Oltre alle indicazioni internazionali, tra cui la Dichiarazione universale dei diritti dell’animale dell’Unesco e le carte europee, il nostro quadro normativo è piuttosto all’avanguardia. C’è la legge 281 del 1991, a tutela di animali da affezione e randagi, che delega a Regioni, Comuni e Asl la gestione di quelli presenti sul territorio. La 189 del 2004, che ne vieta il maltrattamento e l’uso in combattimenti clandestini o competizioni non autorizzate. «Un provvedimento con cui si è modificato il codice penale, introducendo il titolo nono bis», spiega l’avvocato Ricci, chiamato “Dei delitti contro il sentimento per gli animali”. L’assunto nasce dunque in ottica antropocentrica, e cioè l’animale viene tutelato proteggendo il sentimento di pietà e compassione che i maltrattamenti susciterebbero nell’essere umano.
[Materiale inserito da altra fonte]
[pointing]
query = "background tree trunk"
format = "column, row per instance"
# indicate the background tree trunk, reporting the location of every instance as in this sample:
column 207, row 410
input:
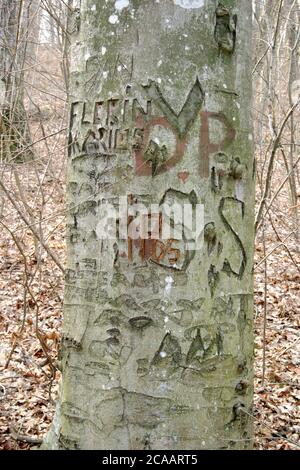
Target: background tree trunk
column 13, row 121
column 157, row 340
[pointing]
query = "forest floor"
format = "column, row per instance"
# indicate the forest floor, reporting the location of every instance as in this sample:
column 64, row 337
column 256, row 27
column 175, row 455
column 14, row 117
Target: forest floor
column 28, row 386
column 30, row 325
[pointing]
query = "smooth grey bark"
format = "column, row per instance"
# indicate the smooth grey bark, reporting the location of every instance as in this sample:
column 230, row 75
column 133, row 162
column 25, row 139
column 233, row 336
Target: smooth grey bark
column 157, row 345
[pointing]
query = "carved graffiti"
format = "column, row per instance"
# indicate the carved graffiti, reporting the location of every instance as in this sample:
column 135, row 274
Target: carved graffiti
column 227, row 266
column 225, row 29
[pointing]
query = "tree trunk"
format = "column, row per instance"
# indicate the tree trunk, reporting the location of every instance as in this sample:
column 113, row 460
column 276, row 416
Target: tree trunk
column 157, row 342
column 14, row 133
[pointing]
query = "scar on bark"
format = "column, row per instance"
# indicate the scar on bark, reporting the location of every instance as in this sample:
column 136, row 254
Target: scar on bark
column 226, row 266
column 225, row 29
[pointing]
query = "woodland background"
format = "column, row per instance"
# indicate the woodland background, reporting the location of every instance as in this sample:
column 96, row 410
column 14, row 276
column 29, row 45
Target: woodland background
column 34, row 39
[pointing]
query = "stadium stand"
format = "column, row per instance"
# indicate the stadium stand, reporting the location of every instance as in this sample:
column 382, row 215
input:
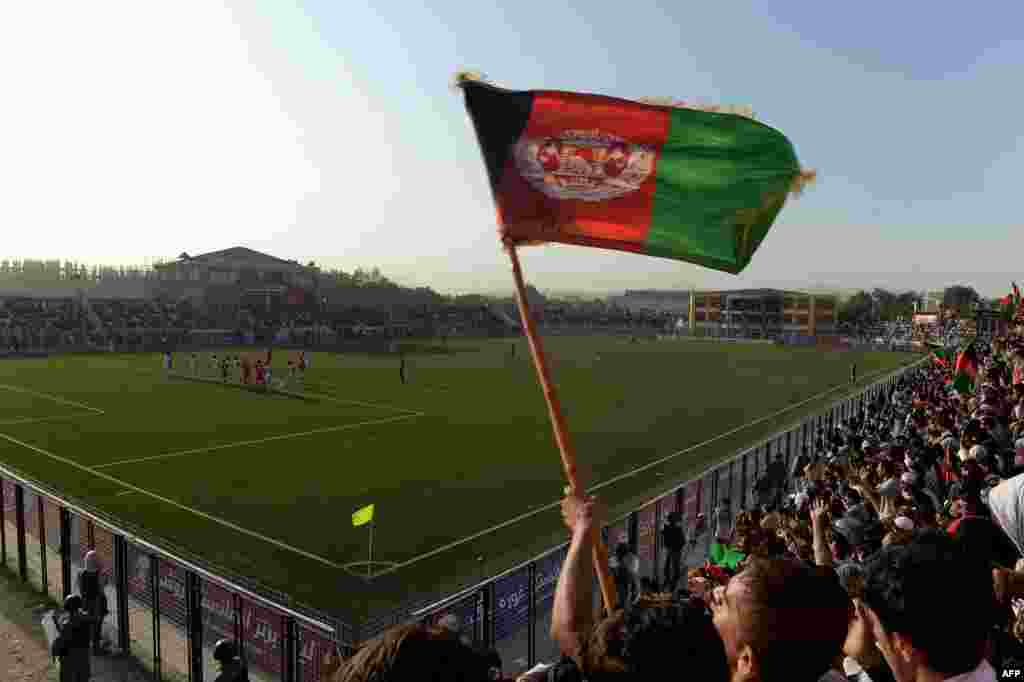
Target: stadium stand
column 899, row 536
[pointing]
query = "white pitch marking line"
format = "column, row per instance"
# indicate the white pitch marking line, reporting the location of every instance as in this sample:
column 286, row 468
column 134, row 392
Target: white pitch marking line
column 256, row 441
column 379, row 406
column 178, row 505
column 34, row 420
column 19, row 389
column 602, row 484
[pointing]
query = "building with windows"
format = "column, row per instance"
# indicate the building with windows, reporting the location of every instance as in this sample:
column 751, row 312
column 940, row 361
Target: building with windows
column 654, row 300
column 237, row 276
column 759, row 313
column 763, row 313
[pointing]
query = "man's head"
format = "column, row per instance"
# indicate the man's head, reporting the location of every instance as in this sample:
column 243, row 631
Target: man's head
column 655, row 635
column 911, row 625
column 762, row 616
column 415, row 652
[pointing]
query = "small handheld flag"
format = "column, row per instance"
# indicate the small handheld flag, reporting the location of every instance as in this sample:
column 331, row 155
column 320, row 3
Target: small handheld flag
column 363, row 516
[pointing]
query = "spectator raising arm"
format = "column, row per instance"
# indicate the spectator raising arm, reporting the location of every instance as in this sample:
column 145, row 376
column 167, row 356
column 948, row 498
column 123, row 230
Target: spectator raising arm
column 570, row 620
column 819, row 517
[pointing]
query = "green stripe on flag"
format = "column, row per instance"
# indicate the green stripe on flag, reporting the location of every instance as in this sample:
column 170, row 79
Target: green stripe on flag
column 721, row 181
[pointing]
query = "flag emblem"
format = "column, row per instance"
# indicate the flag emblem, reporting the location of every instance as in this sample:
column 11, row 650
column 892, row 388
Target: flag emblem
column 585, row 165
column 363, row 516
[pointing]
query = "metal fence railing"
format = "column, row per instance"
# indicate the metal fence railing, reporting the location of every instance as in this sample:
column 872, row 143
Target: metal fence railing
column 165, row 610
column 168, row 608
column 512, row 611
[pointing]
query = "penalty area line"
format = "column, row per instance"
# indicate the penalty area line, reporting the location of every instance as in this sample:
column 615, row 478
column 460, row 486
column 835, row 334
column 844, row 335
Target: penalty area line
column 209, row 517
column 36, row 420
column 54, row 398
column 256, row 441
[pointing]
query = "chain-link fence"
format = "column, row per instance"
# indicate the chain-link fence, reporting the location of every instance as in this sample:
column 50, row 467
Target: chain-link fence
column 165, row 611
column 516, row 606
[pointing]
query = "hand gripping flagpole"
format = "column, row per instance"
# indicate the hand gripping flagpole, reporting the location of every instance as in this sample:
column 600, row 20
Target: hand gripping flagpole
column 558, row 425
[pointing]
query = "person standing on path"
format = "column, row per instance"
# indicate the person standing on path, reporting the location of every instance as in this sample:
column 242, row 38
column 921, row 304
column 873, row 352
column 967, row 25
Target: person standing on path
column 674, row 541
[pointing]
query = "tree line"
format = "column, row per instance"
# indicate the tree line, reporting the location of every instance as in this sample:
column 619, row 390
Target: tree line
column 879, row 305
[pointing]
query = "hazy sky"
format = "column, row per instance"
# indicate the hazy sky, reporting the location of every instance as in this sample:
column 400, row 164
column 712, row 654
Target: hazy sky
column 327, row 130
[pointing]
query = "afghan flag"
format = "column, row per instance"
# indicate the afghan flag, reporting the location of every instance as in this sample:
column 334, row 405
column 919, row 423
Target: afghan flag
column 694, row 185
column 966, row 371
column 940, row 356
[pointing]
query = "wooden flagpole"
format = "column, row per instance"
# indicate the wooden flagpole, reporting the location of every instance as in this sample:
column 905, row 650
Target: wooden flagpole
column 558, row 425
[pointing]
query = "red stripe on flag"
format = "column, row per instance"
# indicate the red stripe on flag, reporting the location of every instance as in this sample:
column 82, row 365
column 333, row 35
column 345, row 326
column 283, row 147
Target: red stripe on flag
column 580, row 140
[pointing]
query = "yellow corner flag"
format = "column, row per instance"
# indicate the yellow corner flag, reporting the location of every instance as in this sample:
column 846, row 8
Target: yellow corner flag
column 364, row 515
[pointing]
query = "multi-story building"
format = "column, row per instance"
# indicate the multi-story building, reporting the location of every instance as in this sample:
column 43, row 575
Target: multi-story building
column 237, row 276
column 744, row 312
column 763, row 313
column 671, row 301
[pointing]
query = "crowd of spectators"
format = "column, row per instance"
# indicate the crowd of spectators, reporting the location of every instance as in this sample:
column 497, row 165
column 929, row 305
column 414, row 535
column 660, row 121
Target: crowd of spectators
column 33, row 324
column 889, row 549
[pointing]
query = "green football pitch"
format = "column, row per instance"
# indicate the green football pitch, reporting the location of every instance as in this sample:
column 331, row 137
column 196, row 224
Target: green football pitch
column 460, row 461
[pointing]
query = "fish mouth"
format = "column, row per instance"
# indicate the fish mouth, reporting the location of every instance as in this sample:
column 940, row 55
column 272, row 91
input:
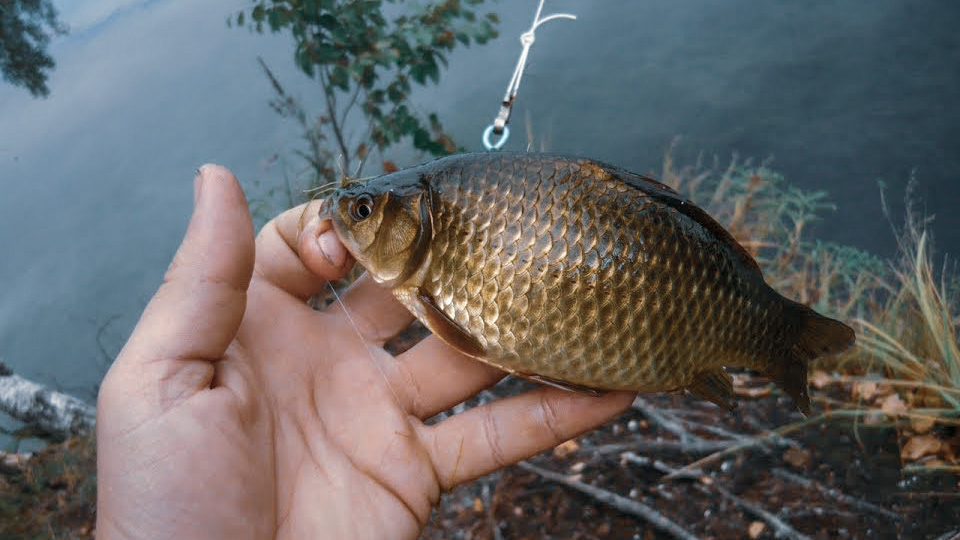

Ma con il tempo si è fatto un passo in più, che è quello da cui muove anche Ricci nelle sue cause: «Gli animali sono un “chi”. Quindi soggetti di diritto, seppur mediato. E i processi li vinciamo, perché questa linea difensiva ha ragion d’essere».
C’è poi la 157 del 1992, il cui articolo uno recita: «La fauna selvatica è patrimonio indisponibile dello Stato». È questa la legge che il referendum sull’abolizione della caccia, poco partecipato rispetto agli altri promossi in Italia, avrebbe voluto abrogare. Compiendo quello che la presidente nazionale di Enpa (Ente nazionale protezione animali) Carla Rocchi definisce «un clamoroso passo indietro». Perché, dice, «in Parlamento il provvedimento, ancora all’avanguardia, sarebbe stato modificato al ribasso, con la conseguenza che ogni Regione avrebbe legiferato a suo piacimento».
Insomma, le norme ci sono. A mancare, secondo l’avvocato Ricci, «sono le aggravanti speciali all’interno del codice penale». Ovvero aumenti di pena in casi specifici di maltrattamenti, in grado di consentire l’applicazione di misure cautelari fondamentali per evitare i reati vengano reiterati. Nel frattempo, la legge che inserisce la tutela degli animali in Costituzione, modificando parte dell’articolo nove sulla protezione del paesaggio, ha ottenuto il penultimo via libera dal Parlamento. Ma, chiarisce l’avvocato Ricci, «introdurre una tutela tout court è difficile. Il problema da noi è molto più economico che filosofico, perché ormai la scienza ce lo dice: gli animali sono esseri senzienti. Dunque il sistema va rivisto per settori, in modo graduale, e l’impulso, a prescindere dall’inserimento in Costituzione, deve partire da una rivoluzione civile, dai cittadini. Mettendoci in testa che siamo tutti inquilini dello stesso palazzo: esseri umani, animali, piante».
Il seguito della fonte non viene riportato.